VeriSpeak SDK

Speaker recognition for stand-alone or Web applications

VeriSpeak voice identification technology is designed for biometric system developers and integrators. The text-dependent speaker recognition algorithm assures system security by checking both voice and phrase authenticity. Voiceprint templates can be matched in 1-to-1 (verification) and 1-to-many (identification) modes.

Available as a software development kit that enables the development of stand-alone and Web-based speaker recognition applications on Microsoft Windows, Linux, Mac OS X, iOS and Android platforms.

Basic Recommendations for Speaker Recognition

The speaker recognition accuracy of VeriSpeak depends on the audio quality during enrollment and identification. Certain constraints should be noted before or during algorithm integration into a speaker recognition system. Other variables may be overcome by enrollment with the same phrase in different environments.

Voice samples of at least 2 seconds in length are recommended to assure recognition quality.

General Security

A passphrase should be kept secret and not spoken in an environment where others may hear it if the speaker recognition system is used in a scenario with unique phrases for each user.

The text-independent speaker recognition may be vulnerable to attack with a covertly recorded phrase from a person. Passphrase verification or two-factor authentication (i.e. requirement to type a password) will increase the overall system security.

Microphones

There are no particular constraints on models or manufacturers when using regular PC microphones, headsets or the built-in microphones in laptops, smartphones and tablets. However these factors should be noted:

  • The same microphone model is recommended (if possible) for use during both enrollment and recognition, as different models may produce different sound quality. Some models may also introduce specific noise or distortion into the audio, or may include certain hardware sound processing, which will not be present when using a different model. This is also the recommended procedure when using smartphones or tablets, as different device models may alter the recording of the voice in different ways.
  • The same microphone position and distance is recommended during enrollment and recognition. Headsets provide optimal distance between user and microphone; this distance is recommended when non-headset microphones are used.
  • Web cam built-in microphones should be used with care, as they are usually positioned at a rather long distance from the user and may provide lower sound quality. The sound quality may be affected if users subsequently change their position relative to the web cam.

Sound Settings

Settings for clear sound must be ensured; some audio software, hardware or drivers may have sound modification enabled by default. For example, the Microsoft Windows OS usually has, by default, sound boost enabled.

A minimum 11025 Hz sampling rate, with at least 16-bit depth, should be used during voice recording.

Environment Constraints

The VeriSpeak speaker recognition algorithm is sensitive to noise or loud voices in the background; they may interfere with the user's voice and affect the recognition results. These solutions may be considered to reduce or eliminate these problems:

  • A quiet environment for enrollment and recognition.
  • Several samples of the same phrase recorded in different environments can be stored in a biometric template.
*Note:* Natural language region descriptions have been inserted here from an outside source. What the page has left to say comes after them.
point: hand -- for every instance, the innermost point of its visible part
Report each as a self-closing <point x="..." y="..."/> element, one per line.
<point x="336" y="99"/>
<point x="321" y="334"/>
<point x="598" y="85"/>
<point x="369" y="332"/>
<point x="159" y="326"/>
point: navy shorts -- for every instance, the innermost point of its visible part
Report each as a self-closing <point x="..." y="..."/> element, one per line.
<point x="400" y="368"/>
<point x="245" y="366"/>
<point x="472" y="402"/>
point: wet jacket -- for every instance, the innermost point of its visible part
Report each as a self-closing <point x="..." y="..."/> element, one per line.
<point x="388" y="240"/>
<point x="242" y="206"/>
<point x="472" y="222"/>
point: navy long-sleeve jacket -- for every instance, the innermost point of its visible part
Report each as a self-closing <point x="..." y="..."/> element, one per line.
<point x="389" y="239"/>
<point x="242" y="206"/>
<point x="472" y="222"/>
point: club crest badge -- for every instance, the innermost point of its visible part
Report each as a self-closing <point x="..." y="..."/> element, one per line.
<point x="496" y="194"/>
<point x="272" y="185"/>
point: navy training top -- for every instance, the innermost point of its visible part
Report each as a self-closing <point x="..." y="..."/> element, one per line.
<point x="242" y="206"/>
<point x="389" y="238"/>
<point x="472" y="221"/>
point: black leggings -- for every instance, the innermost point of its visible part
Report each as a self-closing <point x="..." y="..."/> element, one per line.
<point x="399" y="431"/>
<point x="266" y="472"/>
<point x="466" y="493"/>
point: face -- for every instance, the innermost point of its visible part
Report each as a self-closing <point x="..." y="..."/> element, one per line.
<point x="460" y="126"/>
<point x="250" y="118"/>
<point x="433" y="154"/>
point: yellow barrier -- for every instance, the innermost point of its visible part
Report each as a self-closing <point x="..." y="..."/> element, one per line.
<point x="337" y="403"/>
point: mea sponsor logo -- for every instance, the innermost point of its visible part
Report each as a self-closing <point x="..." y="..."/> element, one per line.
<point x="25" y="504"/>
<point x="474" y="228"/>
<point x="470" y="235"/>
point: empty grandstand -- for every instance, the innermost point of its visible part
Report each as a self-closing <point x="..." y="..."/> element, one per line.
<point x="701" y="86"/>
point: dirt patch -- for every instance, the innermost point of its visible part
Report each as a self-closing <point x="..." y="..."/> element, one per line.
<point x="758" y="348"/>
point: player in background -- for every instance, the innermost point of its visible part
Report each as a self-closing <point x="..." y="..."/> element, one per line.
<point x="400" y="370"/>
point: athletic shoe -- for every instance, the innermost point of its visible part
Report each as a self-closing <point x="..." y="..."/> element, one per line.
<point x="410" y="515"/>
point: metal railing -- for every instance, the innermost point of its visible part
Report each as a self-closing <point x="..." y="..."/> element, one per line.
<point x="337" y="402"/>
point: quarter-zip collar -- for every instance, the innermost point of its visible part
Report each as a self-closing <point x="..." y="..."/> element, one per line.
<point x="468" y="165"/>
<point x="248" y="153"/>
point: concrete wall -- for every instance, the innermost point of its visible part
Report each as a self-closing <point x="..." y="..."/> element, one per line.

Later the user will be matched against these samples with much higher recognition quality.
  • Close-range microphones (like those in headsets or smartphones) that are not affected by distant sources of sound.
  • Third-party or custom solutions for background noise reduction, such as using two separate microphones for recording user voice and background sound, and later subtracting the background noise from the recording.

User Behavior and Voice Changes

Natural voice changes may affect speaker recognition accuracy:

  • a temporarily hoarse voice caused by a cold or other sickness;
  • different emotional states that affect voice (i.e. a cheerful voice versus a tired voice);
  • different pronunciation speeds during enrollment and identification.

The aforementioned voice and user behavior changes can be managed in two ways:

  • separate enrollments for the altered voice, storing the records in the same person's template;
  • a controlled, neutral voice during enrollment and identification.